Kepala Subdit Sertifikasi dan Pemasaran Hasil Hutan Kemenhut Tony Rianto menambahkan, skema SVLK tidak hanya melingkupi satu aspek legal, namun ada aspek sosial, ekologis, dan aspek bisnis.
Industri pengolah hasil hutan yang menerima bahan baku yang sudah bersertifikat SVLK, artinya secara ekologis maupun ekonomis sudah terjamin kelestariannya. “SVLK Indonesia menjamin bahwa wood pellet berasal dari sumber legal, lestari, dan mendukung transisi energi bersih. Ini adalah upaya pemerintah untuk menjaga hutan dan menghindarkan deforestasi,” kata Tony.
Seperti diketahui, Pemerintah telah merilis regulasi mengenai SVLK sejak 2009 lalu. Ada enam kerangka kerja keberlanjutan SVLK. Pertama, legalitas, menjamin semua produk kayu dan turunannya berasal dari sumber yang sah sesuai regulasi Indonesia. Kedua, transparansi dan traceability dengan menerapkan sistem dokumentasi yang memastikan asal-usul kayu dapat ditelusuri hingga sumbernya.
Ketiga, kepatuhan standar internasional. SVLK diakui dunia internasional melalui standar ISO 17065:2012, ISO 19011:2018, dan FLEGT VPA dengan Uni Eropa. Keempat, keterlibatan multi pihak, yakni dengan membangun partisipasi pemerintah, pelaku usaha, lembaga sertifikasi, pemantau independen, dan masyarakat sipil.
Kelima, mendukung keberlanjutan lingkungan, SVLK mengurangi risiko deforestasi ilegal, mendukung konservasi, dan memastikan hutan tetap produktif serta lestari.
Keenam, daya saing global.

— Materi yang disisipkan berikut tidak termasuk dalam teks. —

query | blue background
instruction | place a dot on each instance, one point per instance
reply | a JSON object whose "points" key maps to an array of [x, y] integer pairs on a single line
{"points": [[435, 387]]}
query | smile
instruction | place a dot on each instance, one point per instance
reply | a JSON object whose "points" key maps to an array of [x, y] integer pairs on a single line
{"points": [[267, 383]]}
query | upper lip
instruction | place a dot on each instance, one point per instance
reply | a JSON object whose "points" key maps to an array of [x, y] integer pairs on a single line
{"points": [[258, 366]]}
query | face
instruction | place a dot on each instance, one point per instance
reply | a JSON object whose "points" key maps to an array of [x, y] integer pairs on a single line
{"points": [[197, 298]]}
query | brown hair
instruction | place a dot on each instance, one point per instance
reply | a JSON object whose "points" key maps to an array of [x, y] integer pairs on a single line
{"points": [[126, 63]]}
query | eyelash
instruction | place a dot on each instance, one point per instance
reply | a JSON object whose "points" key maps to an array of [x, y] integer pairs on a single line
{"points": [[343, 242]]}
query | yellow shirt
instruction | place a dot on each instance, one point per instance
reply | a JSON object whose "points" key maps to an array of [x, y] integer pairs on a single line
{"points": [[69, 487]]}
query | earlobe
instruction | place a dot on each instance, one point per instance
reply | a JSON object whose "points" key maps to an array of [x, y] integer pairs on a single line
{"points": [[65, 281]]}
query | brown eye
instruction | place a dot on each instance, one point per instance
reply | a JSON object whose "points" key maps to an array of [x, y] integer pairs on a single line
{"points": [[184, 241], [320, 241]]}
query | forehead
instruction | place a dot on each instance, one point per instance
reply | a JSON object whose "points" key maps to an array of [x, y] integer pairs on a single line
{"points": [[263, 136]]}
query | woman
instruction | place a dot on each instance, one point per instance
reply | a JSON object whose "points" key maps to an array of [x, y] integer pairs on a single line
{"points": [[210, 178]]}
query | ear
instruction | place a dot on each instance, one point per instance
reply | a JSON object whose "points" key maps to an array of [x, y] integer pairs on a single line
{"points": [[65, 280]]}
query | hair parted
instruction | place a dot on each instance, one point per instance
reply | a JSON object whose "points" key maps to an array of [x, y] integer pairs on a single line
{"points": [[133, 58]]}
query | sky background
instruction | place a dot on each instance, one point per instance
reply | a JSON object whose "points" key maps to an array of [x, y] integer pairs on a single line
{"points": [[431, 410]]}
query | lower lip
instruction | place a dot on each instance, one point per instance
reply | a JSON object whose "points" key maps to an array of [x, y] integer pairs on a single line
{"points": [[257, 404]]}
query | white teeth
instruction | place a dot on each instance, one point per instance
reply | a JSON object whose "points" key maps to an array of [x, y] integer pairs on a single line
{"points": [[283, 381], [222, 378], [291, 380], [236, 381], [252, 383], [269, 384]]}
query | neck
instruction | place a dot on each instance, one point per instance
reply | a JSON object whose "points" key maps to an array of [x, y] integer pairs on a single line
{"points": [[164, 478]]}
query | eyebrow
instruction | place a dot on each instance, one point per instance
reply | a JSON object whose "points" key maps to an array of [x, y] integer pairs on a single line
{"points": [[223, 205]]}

SVLK menjadi instrumen utama untuk menjawab isu perdagangan hijau, EUDR, serta memperkuat akses pasar internasional.
Selain mengatur mengenai SVLK, Kementerian Kehutanan juga telah menyusun manajemen pemanfaatan hutan. Dari luas daratan Indonesia sebesar 191,4 juta hektare, luas kawasan hutan mencapai 125,7 juta hektare. Dari luas kawasan hutan tersebut, Kementerian Kehutanan membaginya ke dalam beberapa fungsi hutan, antara lain hutan konservasi, hutan lindung, dan hutan produksi.
“Hutan lindung dan konservasi sama sekali tidak diperbolehkan untuk penebangan kayu, Pelaku usaha diberikan perizinan di hutan produksi maupun area penggunaan lain (APL) untuk memanfaatkannya melalui perizinan berusaha pemanfaatan hutan (PBPH) dan skema yang sah lainnya. Jadi, tidak setiap penebangan pohon berarti deforestasi,” tegas Tony.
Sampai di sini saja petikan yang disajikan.